Voltando ao caso prático citado anteriormente e aplicando ao exemplo a nova interpretação do DREI, caso houvesse uma previsão no contrato social da sociedade no sentido de que, havendo o falecimento de um dos três filhos, as quotas desse filho falecido seriam automaticamente transferidas para os demais, ficaria expressamente impedido o ingresso da viúva na sociedade familiar, cabendo ela receber os valores correspondentes às quotas do marido falecido na forma de avaliação e critérios de pagamento previstos no contrato social.

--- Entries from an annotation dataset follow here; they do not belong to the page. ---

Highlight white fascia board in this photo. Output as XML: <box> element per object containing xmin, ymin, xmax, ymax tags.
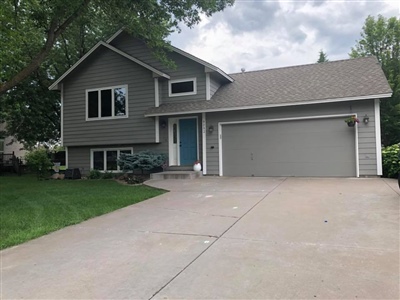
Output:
<box><xmin>49</xmin><ymin>41</ymin><xmax>102</xmax><ymax>90</ymax></box>
<box><xmin>144</xmin><ymin>93</ymin><xmax>392</xmax><ymax>117</ymax></box>
<box><xmin>49</xmin><ymin>41</ymin><xmax>170</xmax><ymax>90</ymax></box>
<box><xmin>107</xmin><ymin>28</ymin><xmax>234</xmax><ymax>82</ymax></box>
<box><xmin>100</xmin><ymin>42</ymin><xmax>171</xmax><ymax>79</ymax></box>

Em resumo, esse novo entendimento do DREI passou a permitir que as famílias determinem com antecedência o destino das quotas da empresa familiar no caso do falecimento de um de seus membros, sem que isso implique na transferência desse patrimônio para fora do núcleo familiar consanguíneo. Mais do que isso, o entendimento do DREI permite a definição de uma mecânica societária que imponha a vontade familiar, evitando discussões alongadas e potenciais conflitos dentro do processo de inventário.
O fundamento da decisão do DREI está na aplicação do Art. 1.028 do Código Civil Brasileiro, que permite aos sócios livre disposição no contrato social sobre o tratamento a ser dado às quotas quando do evento morte. O dispositivo é interpretado em linha com a Lei de Liberdade Econômica (Lei nº 13.874/19), que conferiu amplo espaço para a liberdade contratual das partes privadas, privilegiando os acordos particulares.
Em resumo, trata-se de uma inovação societária com ótima aplicabilidade no ambiente dos planejamentos patrimoniais, possibilitando ampliar a proteção do patrimônio das famílias e garantir a manutenção da empresa no núcleo familiar consanguíneo, afastando cenários indesejados de forma simples e eficientes. Basta planejar.